Eben diese bleibenden Strukturen sind als vom Schöpfer vorgegeben durch den Menschen in seiner freien Selbstgestaltung (Existenz) zu achten. Durch ein Entscheiden dagegen würde er in Widerspruch zu seiner eigenen N., d.h. letztl. zu Gott, der die N. gerade so gewollt hat, geraten. Der Mensch würde z.B. durch die freie Entscheidung für ein Tun, das ihn für die Zukunft zu freier Entscheidung unfähig macht, gegen eine Grundstruktur seiner N. verstoßen. Das Sollen, das die bleibenden Strukturen dem Verhalten des Menschen auferlegen, nennen wir natürl. sittl.
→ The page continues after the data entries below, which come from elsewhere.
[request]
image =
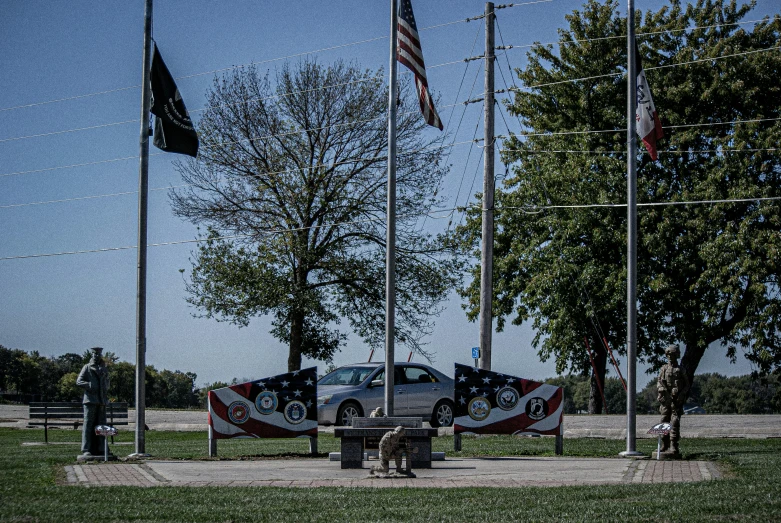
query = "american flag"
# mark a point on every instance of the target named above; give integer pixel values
(410, 54)
(493, 403)
(649, 126)
(282, 406)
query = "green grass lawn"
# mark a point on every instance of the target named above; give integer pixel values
(31, 486)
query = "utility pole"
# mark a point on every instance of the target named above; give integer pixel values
(390, 242)
(486, 259)
(143, 189)
(631, 249)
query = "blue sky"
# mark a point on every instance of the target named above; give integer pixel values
(58, 144)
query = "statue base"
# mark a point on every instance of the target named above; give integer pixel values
(666, 455)
(87, 456)
(390, 475)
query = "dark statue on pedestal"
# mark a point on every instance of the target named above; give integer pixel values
(93, 378)
(672, 387)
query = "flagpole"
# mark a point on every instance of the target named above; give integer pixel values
(390, 252)
(487, 246)
(143, 189)
(631, 250)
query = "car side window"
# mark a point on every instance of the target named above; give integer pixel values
(398, 375)
(418, 375)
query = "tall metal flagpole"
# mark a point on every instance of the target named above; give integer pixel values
(390, 252)
(487, 248)
(143, 186)
(631, 250)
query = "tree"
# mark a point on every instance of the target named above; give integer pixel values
(290, 183)
(707, 273)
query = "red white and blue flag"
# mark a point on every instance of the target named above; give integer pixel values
(410, 54)
(649, 126)
(492, 403)
(283, 406)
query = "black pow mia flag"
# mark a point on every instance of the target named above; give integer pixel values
(174, 131)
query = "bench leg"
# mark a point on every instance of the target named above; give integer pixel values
(352, 453)
(420, 454)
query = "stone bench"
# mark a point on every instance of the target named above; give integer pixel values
(368, 432)
(54, 414)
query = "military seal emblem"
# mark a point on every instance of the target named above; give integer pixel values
(266, 402)
(537, 408)
(507, 398)
(238, 412)
(479, 408)
(295, 412)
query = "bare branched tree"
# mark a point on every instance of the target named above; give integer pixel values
(290, 183)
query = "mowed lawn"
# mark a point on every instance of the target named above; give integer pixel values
(33, 488)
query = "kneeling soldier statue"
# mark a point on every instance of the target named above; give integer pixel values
(672, 387)
(93, 378)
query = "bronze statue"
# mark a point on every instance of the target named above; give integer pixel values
(93, 378)
(393, 446)
(672, 387)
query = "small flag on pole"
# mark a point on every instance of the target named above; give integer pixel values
(174, 131)
(410, 54)
(649, 127)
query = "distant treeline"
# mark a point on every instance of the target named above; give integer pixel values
(26, 377)
(715, 393)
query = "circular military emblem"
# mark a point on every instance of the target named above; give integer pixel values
(479, 408)
(537, 408)
(507, 398)
(295, 412)
(238, 412)
(266, 402)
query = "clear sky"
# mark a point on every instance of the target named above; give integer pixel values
(69, 129)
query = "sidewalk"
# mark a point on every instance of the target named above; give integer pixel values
(757, 426)
(304, 473)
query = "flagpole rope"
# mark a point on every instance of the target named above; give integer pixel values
(526, 209)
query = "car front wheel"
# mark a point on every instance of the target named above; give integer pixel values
(347, 412)
(443, 414)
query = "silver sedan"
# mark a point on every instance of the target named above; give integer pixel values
(356, 390)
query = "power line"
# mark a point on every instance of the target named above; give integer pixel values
(273, 173)
(528, 209)
(623, 37)
(214, 71)
(608, 75)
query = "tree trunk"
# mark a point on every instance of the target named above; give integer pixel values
(600, 362)
(296, 340)
(691, 359)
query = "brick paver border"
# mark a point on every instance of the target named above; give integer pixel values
(141, 475)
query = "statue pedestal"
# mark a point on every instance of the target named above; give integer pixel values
(667, 455)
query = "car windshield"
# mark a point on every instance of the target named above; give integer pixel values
(346, 376)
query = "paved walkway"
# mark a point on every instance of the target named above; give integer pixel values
(575, 426)
(497, 472)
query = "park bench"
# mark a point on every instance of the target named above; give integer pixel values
(367, 432)
(116, 414)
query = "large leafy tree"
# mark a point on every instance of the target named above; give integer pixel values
(707, 272)
(291, 184)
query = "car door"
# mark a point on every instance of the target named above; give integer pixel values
(422, 389)
(400, 407)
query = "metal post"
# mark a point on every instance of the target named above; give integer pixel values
(143, 187)
(486, 259)
(631, 250)
(390, 252)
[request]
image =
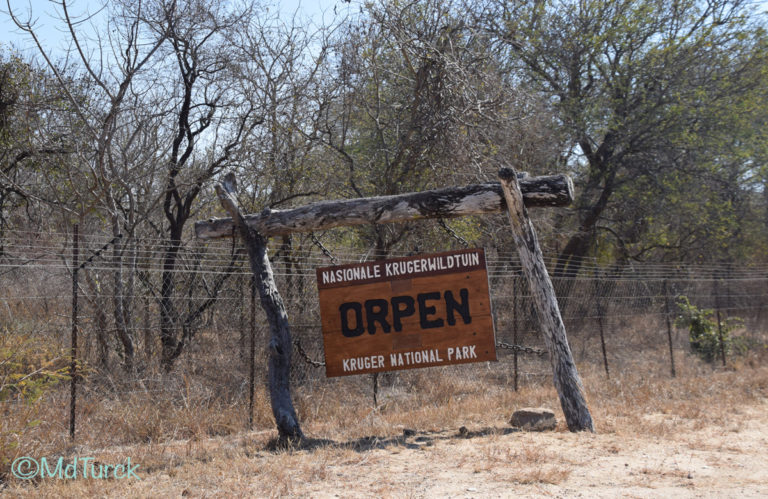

Gesetz. Die Grundlage dieses Sollens bildet eben die (metaphysische) N. des Menschen, d.h. seine bleibenden Strukturen; aus ihnen leitet die Vernunft das Gesetz für das freie Handeln ab u. sucht es in entsprechenden Formulierungen zu fassen. Aus bleibenden Strukturen muß sich auch ein bleibendes Sollen ergeben, ein apriorisches Gesetz für das Verhalten des Menschen, das in allg.gültigen u. unveränderl. Sätzen formuliert werden kann. Zu fragen ist freil., ob dem Menschen die Formulierung dieses Sollens immer adäquat gelingt.


2. Zur N. des Menschen gehören gewisse bleibende Strukturen; ohne sie würde man den Menschen nicht als Menschen bezeichnen.

Nun umfaßt die tatsächl. gegebene N. des Menschen über diese Grundstrukturen hinaus immer auch Elemente, die fehlen könnten, ohne daß man deshalb nicht mehr v. menschl. N. sprechen dürfte. Unter theolog. Gesichtspunkt ist z.B. v. höchster Bedeutung die Berufung des Menschen zur übernatürl. Gottgemeinschaft, auf die es gemäß der Offenbarung Gottes bei seinem Wirken in der Welt eigentl. ankommt. Wenn der Mensch zu solcher Bestimmung tatsächl. berufen u. daher von "übernatürlichem Existential" gezeichnet wird, muß seine Ausrüstung dazu offenkundig viel mehr umfassen als die aufgezeigten Grundstrukturen. Diese stellen dann nur Teilelemente seiner N. in ihrer tatsächl. Beschaffenheit dar; Teilelemente, die notwendig zu ihm gehören (metaphysische N.); Teilelemente, die nicht die ganze tatsächl. gegebene Menschen-N. ausmachen, die aber unter dem Namen Natura pura zusammengefaßt werden, weil die Theologen damit klarmachen wollen, daß Gott den Menschen auch ohne die übernatürl. Berufung u. Begnadung hätte schaffen können (vgl. D 3819 [2318]) u. dabei dennoch einen wirkl. Menschen ins Dasein gerufen hätte, wenn nur dem Geschaffenen diese Grundstrukturen des Menschseins zu eigen gewesen wären (die Überlegungen darüber beginnen in der mittelalterl. Theologie; das kirchl. Lehramt hat den Begriff Natura pura nicht verwendet).

Damit erweist sich auch das aus den bleibenden Strukturen der menschl. N. abgeleitete natürl. sittl. Gesetz für das Auge des Theologen als Hilfskonstruktion, die dazu dient, die Unveränderlichkeit u. Allgemeinheit gewisser sittl. Forderungen aufzuzeigen, die ihren richtigen Platz aber erst innerhalb des neutestamentl. Gesetzes erhält.